The Gambler, by Fyodor Dostoyevsky (Dover Publications, N.Y., 1996 {first published 1866})
I could not find a recently published book in our small library here in Bonners Ferry, and I have not had occasion to visit the North Idaho College library in Coeur d’ Alene for some time. A visit to our local book store was not much help either (they feature mostly used books). Being an avid reader I was getting desperate until I happened to notice an inexpensive Dover Thrift Edition of Dostoyevsky’s novella, The Gambler. As it has been at least fifty years since I last read Dostoyevsky, and as I had never read The Gambler, I thought I would try it.
This is an interesting tale, partly because it was apparently written during an interlude while he was writing Crime and Punishment (his greatest work), and partly because he hired a young stenographer at this time who became his second wife.
I always found Dostoyevsky somewhat hard reading even when he was being featured in Literature classes when I was in college. Reading him now after all these years did not seem to make it any easier, maybe even harder. After fifty years of reading mostly American and English prose that, while it does vary, also seems in general to be terse, sparse, tight, and economical when compared with Dostoyevsky and the other classic Russians who, to my mind are wordy, complicated, difficult to follow, and seem to revel in multiple names and a multitude of characters, while at the same time remaining fascinating.
The Gambler is no exception. It is wordy and consists overwhelmingly of conversation, characters, and psychology. There is virtually no description of scenes, countryside, surroundings, or Russian culture in general. Whereas Balzac wanted to record “the manners and customs of his time,” Dostoyevsky tells you virtually nothing of such things. It is true that inevitably you can infer some of the customs, and even some of the manners, but that is a task for you, the reader, rather than the author. Dostoyevsky is after the psychology of his characters, and you learn about them through their speech and opinions rather than their costumes or physical features. A few of them are drawn more completely than others, Aunt Antonida, for example, comes across as a truly dominating old woman who does what she wishes, but the primary love interest and sort of heroine, Polina, is more difficult to fathom.

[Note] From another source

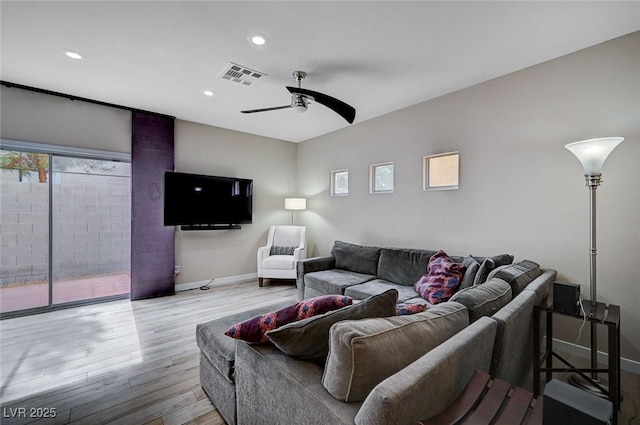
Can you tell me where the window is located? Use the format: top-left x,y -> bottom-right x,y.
370,162 -> 394,194
423,152 -> 459,191
331,169 -> 349,196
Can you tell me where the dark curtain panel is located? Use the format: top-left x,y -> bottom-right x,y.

Because of the title this book is generally considered to be about compulsive gambling, and it is, but it is also much more than that. It is a story of unrequited love, passion, interpersonal relations, greed, and Dostoyevsky’s different and revealing views of Poles, Frenchmen, Englishmen, Germans and Russians. It is also a story of money and what people will do for it. I think it helps if you already have some idea of the relations between France and Russia during this period of time.
Dostoyevsky was himself for a time a compulsive gambler. It almost destroyed his life. Thus he was in a good position to describe the compulsion to gamble and does it quite convincingly. The gambling scenes, however, occur towards the end of the book and serve as a kind of climax to the problems that are played out previously between the family members and their friends, some of which make you wonder if people at that time could really have behaved as they did. There is, for example, no explanation for why the main character, Alexey, follows Blanche to Paris and allows her to completely waste his enormous winnings on her every desire. His unrequited love for Polina is also difficult to understand as anything other than that, and I think the ending is not entirely convincing on this score.
I confess that in spite of the wordiness and seemingly endless conversation, and in spite of the complex Dostoyevsky psychological style, once you become immersed in this story it is compelling and you will want to finish it. It is not quite as dark as most of Dostoyevsky (think Crime and Punishment in particular), but it is not a happy or humorous tale by any stretch of imagination.
Reading The Gambler has made me want to return to Crime and Punishment, but I doubt I will have the energy. Besides, the garden is not only beckoning, but demanding. I will not be reading as much as usual until later, when the season ends, and the harvest is in the cellar and freezer, the weather turns cold, and it is time to sit by the fire and read once again.